Qestion 1:  Is it possible to limit the capacity of the building by placing a capacity sign, or is it strictly based on square footage and furniture layout?

Question 2:  By reducing the meeting space with walls to less than 2100 sqft, which would meet the restrictions for seating using the chart at 7sqft/person, which leaves an atrium area, sectioned off by walls and then a door into the meeting area.  Since the atrium area is not the meeting area, how does this affect the sprinkler formula for meeting places with less than 300 folks?

Question 3:  There are some office spaces, if more offices were constructed to keep the total occupancy of the building under 300, is this what the NFPA 101 really means for the sprinkler requirement?

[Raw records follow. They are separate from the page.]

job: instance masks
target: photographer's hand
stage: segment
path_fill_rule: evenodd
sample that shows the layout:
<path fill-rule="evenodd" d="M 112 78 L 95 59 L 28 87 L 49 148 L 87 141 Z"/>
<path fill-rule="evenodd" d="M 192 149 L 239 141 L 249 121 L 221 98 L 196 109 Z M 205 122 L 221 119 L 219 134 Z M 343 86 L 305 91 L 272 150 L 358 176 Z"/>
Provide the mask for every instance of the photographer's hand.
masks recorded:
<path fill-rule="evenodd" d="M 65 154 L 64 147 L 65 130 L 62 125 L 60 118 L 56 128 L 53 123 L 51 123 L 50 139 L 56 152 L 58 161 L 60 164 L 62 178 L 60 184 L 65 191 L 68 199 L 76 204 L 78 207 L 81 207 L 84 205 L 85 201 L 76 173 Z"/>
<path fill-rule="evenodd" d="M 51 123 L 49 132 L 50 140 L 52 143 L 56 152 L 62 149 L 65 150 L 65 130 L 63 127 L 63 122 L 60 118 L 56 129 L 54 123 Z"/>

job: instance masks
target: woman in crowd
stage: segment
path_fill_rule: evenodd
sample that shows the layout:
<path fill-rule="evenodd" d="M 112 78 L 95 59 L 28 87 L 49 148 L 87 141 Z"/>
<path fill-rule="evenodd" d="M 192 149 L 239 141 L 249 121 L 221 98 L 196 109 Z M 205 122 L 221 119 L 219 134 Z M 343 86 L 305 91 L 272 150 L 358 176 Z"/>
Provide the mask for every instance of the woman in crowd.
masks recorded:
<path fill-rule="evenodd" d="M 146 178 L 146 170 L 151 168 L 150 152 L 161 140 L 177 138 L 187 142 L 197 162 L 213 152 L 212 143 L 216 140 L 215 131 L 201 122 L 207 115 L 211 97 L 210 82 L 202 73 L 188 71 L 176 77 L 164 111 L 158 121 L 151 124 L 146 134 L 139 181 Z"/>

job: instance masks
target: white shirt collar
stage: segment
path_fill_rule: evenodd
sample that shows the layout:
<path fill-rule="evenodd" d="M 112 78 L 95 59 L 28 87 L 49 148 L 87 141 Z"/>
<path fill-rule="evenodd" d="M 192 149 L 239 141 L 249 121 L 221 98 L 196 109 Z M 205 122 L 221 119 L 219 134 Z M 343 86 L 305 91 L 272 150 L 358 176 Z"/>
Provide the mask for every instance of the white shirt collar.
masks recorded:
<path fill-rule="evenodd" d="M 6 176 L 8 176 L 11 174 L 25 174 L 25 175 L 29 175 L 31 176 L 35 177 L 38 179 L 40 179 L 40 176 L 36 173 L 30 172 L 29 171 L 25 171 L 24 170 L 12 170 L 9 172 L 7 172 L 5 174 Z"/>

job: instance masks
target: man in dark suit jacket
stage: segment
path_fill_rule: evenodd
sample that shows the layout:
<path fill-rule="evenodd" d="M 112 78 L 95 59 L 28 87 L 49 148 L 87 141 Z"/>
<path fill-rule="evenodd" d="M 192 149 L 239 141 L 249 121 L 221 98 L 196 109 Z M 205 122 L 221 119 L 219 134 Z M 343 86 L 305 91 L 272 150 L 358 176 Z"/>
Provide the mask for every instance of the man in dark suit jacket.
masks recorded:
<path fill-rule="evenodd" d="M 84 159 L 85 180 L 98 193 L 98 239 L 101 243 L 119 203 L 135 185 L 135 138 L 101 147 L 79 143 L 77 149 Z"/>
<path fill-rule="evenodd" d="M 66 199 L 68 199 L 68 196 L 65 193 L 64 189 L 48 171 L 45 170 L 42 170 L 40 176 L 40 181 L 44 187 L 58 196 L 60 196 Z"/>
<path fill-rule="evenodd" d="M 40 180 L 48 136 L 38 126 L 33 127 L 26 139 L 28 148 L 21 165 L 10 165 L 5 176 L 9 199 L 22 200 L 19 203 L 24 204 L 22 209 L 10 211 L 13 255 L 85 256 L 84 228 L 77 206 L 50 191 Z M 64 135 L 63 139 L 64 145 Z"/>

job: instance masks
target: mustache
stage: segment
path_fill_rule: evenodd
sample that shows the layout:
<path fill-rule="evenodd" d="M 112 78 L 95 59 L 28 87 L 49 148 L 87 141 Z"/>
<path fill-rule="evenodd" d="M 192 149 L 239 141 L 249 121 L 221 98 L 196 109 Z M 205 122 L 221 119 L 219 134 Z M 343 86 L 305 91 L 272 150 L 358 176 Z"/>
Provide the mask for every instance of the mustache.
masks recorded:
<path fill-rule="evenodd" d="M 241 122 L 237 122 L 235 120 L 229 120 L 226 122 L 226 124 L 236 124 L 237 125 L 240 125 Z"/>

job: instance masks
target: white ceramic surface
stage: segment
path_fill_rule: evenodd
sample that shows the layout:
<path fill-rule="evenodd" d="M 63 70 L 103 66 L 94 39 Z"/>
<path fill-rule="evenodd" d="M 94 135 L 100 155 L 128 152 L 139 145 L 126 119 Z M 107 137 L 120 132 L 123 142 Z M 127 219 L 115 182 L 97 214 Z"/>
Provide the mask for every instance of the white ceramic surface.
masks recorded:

Thanks, this is a real headache, since our group is much less than the 300, although our space is 4300 sqft.  Appreciate any feedback.
rbulsara (Electrical)
23 Oct 03 23:52
You are in a wrong forum!

This is an architectural design and Building Code issue and not an engineering issue.
gouveia (Mechanical)
24 Oct 03 13:47
While this may be more of a architectural question, it does kinda apply to this NFPA forum since it is a NFPA 101 question.  Plus, I believe there is such a thing as fire protection engineering.  I am not a NFPA 101 expert, but the following is my understanding:

1.  The 7 sq ft/person is based on open floor space with people standing comfortably.  15 sq ft/person is commonly used where a certain amount of space is occupied by furniture such as conference rooms.  The correct thing to do is to figure out worst case how the room could be used.  As for a sign, you would have to check with your local fire marshal and building code official.  A sign in general is a poor substitute for adequate life safety.

2. It comes down to which areas you define as Assembly vs. Business occupancy.  I would be tempted to say the atrium is assembly occupancy.

3. Similar answer to number 2.  I say offices are business occupancy.

I guess the real answer is contact your local building official and discuss it with them.  They will ultimately approve or reject your plans.